The 2025 self-service release lowered the barrier further: stand up AI-powered phishing defense without a months-long deployment. It sells to enterprises and SMBs across retail, e-commerce, finance, healthcare, manufacturing, energy, higher education, and government - which is a long way of saying "anyone with an inbox and a payroll."
Hyper-realistic, AI-generated campaigns across channels - the bait, minus the consequences.
Red-team scenarios covering voice clones, deepfakes, and multi-channel social engineering.
Adaptive modules delivered to the person who just fell for it, about the thing they fell for.
Performance analytics and security KPIs that turn "are we safe?" into a trend line.
Skepticism is the correct setting for any "AI vs. AI" pitch, so here are the load-bearing facts. Jericho has raised $20 million across two rounds, both led by Era Fund - the kind of repeat conviction that matters more than a single headline. It is SOC 2 Type I and Type II certified. And it cleared the highest-friction customer there is: it won and executed a $1.8M Department of Defense contract through AFWERX, aimed at the Air Force's own phishing problem.
The market backdrop helps the argument. Security awareness training is worth roughly $5 billion a year and is projected to roughly double by 2027. Jericho's claim is not that this category is new - it's that the category was built for an era of bad grammar and broken links, and that era is over.
Chart bars are scaled for comparison; figures are company-cited estimates, not audited results.
Jericho's stated mission is plain: equip people with the knowledge and skills to identify, prevent, and respond to cyber threats - especially the AI-powered kind. Underneath that is a quieter ambition.

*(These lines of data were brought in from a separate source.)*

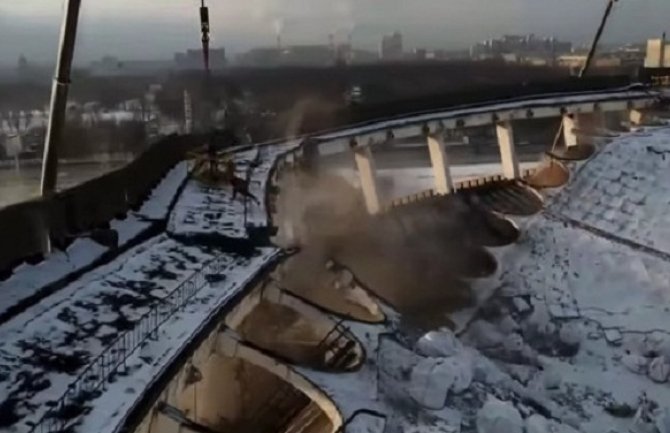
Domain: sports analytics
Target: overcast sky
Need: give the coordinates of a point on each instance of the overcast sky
(154, 29)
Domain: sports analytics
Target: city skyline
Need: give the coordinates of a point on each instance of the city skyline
(136, 30)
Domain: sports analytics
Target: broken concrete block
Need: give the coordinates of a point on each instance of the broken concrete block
(499, 417)
(613, 337)
(635, 363)
(659, 369)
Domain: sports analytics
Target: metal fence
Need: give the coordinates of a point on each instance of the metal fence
(112, 360)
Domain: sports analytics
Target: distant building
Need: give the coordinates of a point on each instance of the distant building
(577, 61)
(193, 59)
(392, 48)
(295, 55)
(658, 54)
(523, 47)
(110, 66)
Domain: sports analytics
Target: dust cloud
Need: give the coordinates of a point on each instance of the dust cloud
(420, 259)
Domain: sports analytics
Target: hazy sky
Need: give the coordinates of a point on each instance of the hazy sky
(152, 29)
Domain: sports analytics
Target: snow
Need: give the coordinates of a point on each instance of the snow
(44, 348)
(157, 206)
(129, 229)
(205, 210)
(583, 332)
(403, 182)
(430, 382)
(440, 343)
(546, 101)
(659, 369)
(628, 185)
(28, 280)
(146, 365)
(499, 417)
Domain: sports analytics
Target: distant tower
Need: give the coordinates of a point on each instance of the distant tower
(188, 113)
(23, 63)
(661, 60)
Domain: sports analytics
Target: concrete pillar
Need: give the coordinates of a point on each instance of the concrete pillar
(570, 127)
(636, 117)
(368, 176)
(510, 163)
(438, 157)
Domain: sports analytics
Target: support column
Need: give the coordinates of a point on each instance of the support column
(636, 117)
(510, 163)
(368, 177)
(59, 94)
(438, 157)
(570, 127)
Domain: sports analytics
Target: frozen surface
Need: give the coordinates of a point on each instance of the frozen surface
(399, 183)
(572, 333)
(27, 280)
(46, 347)
(625, 191)
(50, 343)
(130, 228)
(157, 206)
(549, 100)
(145, 365)
(204, 210)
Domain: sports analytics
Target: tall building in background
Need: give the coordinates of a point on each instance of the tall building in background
(658, 54)
(391, 48)
(193, 59)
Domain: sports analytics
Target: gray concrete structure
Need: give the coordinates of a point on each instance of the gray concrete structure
(510, 163)
(368, 177)
(440, 162)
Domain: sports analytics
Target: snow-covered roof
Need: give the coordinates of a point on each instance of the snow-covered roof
(71, 338)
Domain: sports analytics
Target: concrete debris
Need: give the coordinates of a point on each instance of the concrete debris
(508, 325)
(485, 335)
(430, 382)
(537, 424)
(659, 369)
(440, 343)
(635, 363)
(613, 337)
(552, 380)
(662, 420)
(499, 417)
(520, 304)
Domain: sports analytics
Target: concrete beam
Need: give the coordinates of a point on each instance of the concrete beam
(570, 128)
(636, 117)
(438, 157)
(510, 162)
(368, 177)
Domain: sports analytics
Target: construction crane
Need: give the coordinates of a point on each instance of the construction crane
(596, 39)
(204, 25)
(589, 59)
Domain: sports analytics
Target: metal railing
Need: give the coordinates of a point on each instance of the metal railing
(113, 359)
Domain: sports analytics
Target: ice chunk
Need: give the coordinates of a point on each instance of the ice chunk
(440, 343)
(537, 424)
(430, 383)
(499, 417)
(635, 363)
(659, 369)
(433, 378)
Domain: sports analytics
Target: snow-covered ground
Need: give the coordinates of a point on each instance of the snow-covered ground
(27, 280)
(205, 210)
(403, 182)
(572, 333)
(44, 348)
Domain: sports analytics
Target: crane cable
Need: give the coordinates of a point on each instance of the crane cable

The "human layer" has been the security industry's punchline for decades, the weakest link in every report. Jericho's vision is to make that layer as adaptive as the attacks aimed at it.
It's a competitive lane - KnowBe4, Proofpoint, Hoxhunt, Cofense and others got here first. Jericho's argument for existing is timing: it was built AI-native, for a threat model that arrived after the incumbents shipped. Whether that's a durable moat or a head start is the open question every challenger faces. Repeat-led funding and a DoD logo suggest the bet is, at minimum, being taken seriously.

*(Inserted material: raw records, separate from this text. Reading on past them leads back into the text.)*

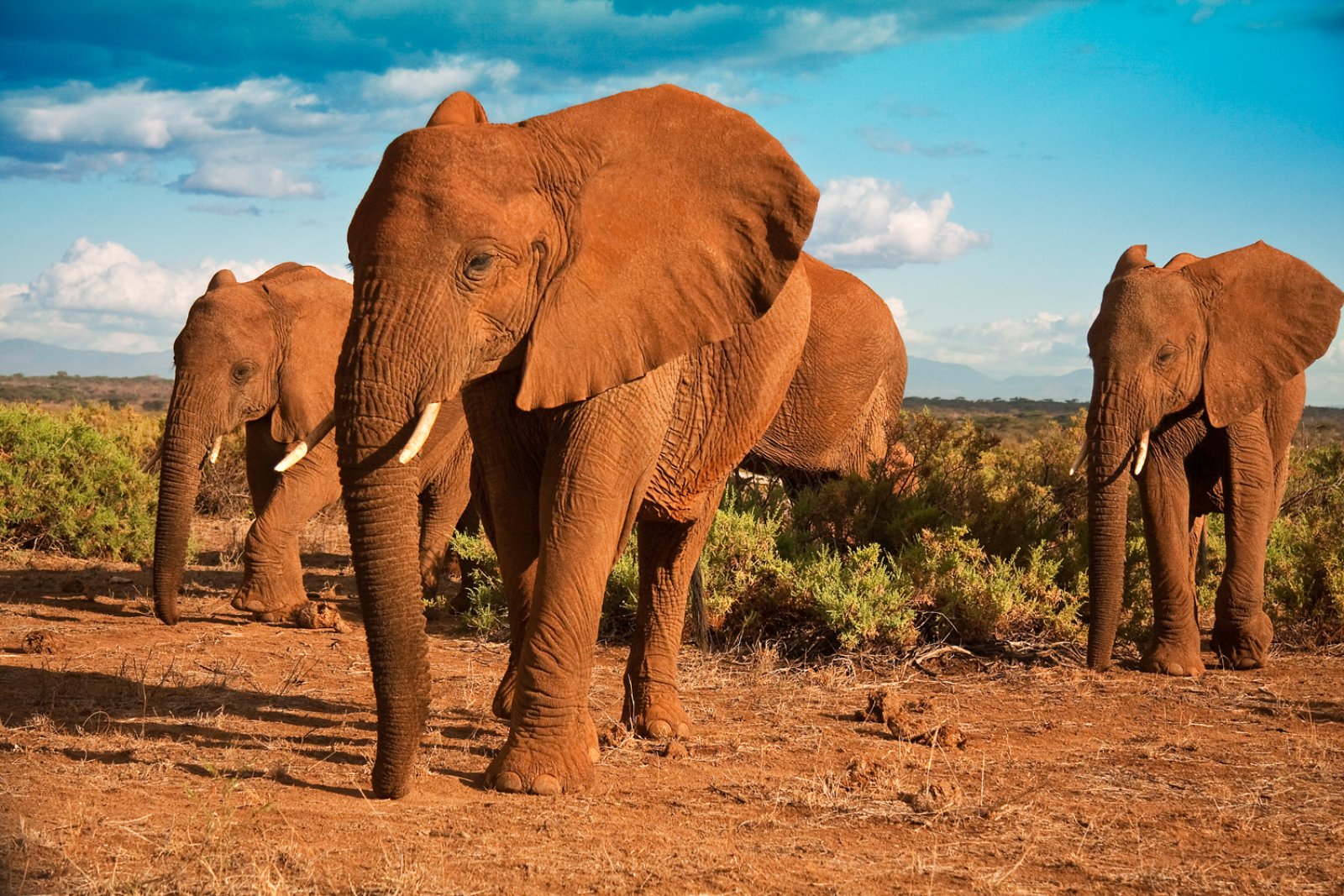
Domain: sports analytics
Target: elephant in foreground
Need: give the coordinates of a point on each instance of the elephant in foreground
(1198, 387)
(843, 407)
(264, 354)
(840, 416)
(613, 291)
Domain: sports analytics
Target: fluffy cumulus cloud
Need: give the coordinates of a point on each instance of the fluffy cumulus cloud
(1046, 344)
(255, 139)
(437, 80)
(864, 222)
(102, 296)
(260, 102)
(186, 40)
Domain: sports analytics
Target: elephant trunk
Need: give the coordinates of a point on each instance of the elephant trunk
(381, 508)
(185, 448)
(387, 375)
(1108, 506)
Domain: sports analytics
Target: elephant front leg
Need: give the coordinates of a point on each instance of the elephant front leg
(669, 555)
(591, 485)
(1169, 531)
(273, 577)
(1242, 631)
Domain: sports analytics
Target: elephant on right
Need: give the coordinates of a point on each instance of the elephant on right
(1198, 389)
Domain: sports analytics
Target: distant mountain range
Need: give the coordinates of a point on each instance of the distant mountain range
(927, 379)
(937, 379)
(37, 359)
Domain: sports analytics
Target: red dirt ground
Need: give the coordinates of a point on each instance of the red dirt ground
(225, 757)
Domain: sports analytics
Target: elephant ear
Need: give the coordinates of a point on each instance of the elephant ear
(315, 312)
(1269, 316)
(222, 277)
(685, 219)
(1132, 259)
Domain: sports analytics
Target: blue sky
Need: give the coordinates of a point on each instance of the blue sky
(983, 163)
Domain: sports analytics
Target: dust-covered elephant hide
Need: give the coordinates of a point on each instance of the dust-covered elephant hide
(612, 289)
(262, 354)
(1198, 389)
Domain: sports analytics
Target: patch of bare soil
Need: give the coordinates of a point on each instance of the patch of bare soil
(226, 757)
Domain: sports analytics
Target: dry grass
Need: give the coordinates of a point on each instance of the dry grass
(228, 758)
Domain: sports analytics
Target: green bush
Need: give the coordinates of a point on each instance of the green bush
(71, 483)
(1304, 577)
(487, 607)
(987, 543)
(978, 598)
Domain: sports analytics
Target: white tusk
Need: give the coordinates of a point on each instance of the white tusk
(297, 454)
(300, 450)
(1142, 454)
(1082, 456)
(417, 441)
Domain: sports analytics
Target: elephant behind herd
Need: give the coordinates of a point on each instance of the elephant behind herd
(615, 302)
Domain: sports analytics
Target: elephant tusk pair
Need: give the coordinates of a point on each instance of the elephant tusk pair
(300, 450)
(418, 437)
(1142, 454)
(212, 457)
(1139, 461)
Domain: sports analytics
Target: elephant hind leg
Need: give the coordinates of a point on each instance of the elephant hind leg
(669, 555)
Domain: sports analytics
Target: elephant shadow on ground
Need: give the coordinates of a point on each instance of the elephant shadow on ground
(159, 705)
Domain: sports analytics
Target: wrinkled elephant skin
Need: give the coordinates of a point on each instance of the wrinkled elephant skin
(617, 301)
(1198, 389)
(262, 354)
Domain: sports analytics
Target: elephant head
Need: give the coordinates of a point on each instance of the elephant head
(1220, 333)
(585, 248)
(248, 349)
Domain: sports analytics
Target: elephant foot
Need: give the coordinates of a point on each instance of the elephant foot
(548, 766)
(268, 604)
(1173, 660)
(655, 711)
(503, 703)
(1243, 647)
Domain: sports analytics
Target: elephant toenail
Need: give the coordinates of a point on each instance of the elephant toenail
(546, 786)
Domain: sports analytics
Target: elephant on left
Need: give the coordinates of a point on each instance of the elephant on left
(264, 354)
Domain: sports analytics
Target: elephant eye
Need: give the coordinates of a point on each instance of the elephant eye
(477, 266)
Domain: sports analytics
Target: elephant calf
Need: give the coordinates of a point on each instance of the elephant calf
(264, 354)
(1198, 387)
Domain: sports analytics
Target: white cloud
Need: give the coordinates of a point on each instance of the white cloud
(1046, 344)
(246, 179)
(437, 81)
(806, 31)
(102, 296)
(866, 222)
(255, 139)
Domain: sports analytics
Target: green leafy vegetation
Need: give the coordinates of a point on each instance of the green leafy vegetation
(981, 542)
(71, 481)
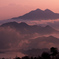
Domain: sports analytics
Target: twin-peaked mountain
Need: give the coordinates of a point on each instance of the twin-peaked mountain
(29, 29)
(39, 14)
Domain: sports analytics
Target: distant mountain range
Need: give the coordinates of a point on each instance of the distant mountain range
(24, 28)
(39, 14)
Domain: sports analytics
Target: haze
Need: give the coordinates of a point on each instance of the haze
(15, 8)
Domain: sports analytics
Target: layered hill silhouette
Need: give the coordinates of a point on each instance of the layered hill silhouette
(39, 14)
(29, 29)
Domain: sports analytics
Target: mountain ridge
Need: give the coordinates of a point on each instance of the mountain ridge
(39, 14)
(25, 28)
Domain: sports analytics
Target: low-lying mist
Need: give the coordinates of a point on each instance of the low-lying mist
(12, 40)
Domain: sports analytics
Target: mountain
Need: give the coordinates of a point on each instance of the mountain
(39, 14)
(41, 42)
(29, 29)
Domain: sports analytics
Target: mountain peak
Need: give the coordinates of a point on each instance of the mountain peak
(47, 10)
(38, 9)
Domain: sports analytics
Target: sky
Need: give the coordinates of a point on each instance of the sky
(15, 8)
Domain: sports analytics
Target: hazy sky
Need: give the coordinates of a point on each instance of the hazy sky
(14, 8)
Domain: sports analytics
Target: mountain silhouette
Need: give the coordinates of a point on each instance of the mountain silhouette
(29, 29)
(39, 14)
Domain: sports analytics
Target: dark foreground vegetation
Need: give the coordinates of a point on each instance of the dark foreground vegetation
(45, 55)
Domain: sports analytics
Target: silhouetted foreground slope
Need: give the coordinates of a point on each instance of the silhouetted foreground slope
(28, 29)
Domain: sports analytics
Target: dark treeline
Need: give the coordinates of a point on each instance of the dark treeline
(45, 55)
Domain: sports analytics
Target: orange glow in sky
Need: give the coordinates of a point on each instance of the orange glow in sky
(14, 8)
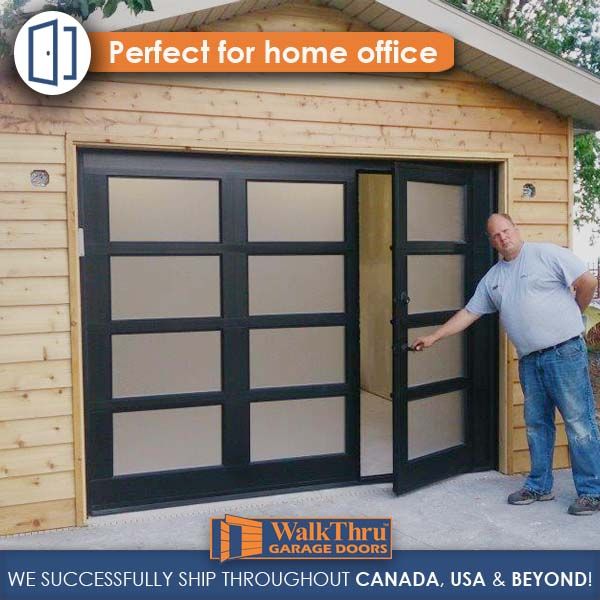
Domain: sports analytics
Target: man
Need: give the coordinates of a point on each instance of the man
(531, 288)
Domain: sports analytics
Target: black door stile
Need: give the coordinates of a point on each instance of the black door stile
(237, 474)
(479, 383)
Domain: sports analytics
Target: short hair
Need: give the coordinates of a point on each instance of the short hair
(504, 216)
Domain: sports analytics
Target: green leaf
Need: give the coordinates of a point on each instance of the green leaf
(109, 8)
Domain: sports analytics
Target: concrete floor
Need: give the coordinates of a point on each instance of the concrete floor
(462, 513)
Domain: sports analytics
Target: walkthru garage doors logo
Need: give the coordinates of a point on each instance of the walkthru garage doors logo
(334, 538)
(52, 53)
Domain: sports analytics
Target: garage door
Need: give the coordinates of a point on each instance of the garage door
(220, 325)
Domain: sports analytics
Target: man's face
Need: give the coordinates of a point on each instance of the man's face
(504, 236)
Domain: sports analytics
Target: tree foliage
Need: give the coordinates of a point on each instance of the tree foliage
(14, 13)
(571, 30)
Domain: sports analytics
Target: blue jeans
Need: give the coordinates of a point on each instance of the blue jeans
(560, 378)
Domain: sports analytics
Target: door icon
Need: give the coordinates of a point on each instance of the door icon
(52, 53)
(44, 50)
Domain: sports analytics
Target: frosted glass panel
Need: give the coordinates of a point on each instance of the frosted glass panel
(159, 440)
(292, 428)
(435, 211)
(166, 363)
(295, 212)
(296, 356)
(145, 287)
(173, 210)
(435, 282)
(435, 424)
(296, 284)
(444, 360)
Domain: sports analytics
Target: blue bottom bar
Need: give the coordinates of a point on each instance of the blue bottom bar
(409, 574)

Every trend line here points the wrong way for defenders. Voice cloning gets cheaper. Deepfakes get easier. The volume of personalized, fluent attacks goes up, not down. In that world, training that runs once a year against last year's tricks is theater. Training that regenerates itself as fast as the threat does is closer to a real defense - which is the entire wager Jericho is built on.
So return to the phone call. It rings, and it's your CEO's voice, urgent, asking for a transfer right now. The version of this story that ends in a wire to a stranger is the default. The version where someone pauses, recognizes the shape of a trick they've seen in a drill, and says "let me call you back" - that's the outcome Jericho is selling. The wall of Jericho is famous for falling. This company would rather be famous for the people who didn't.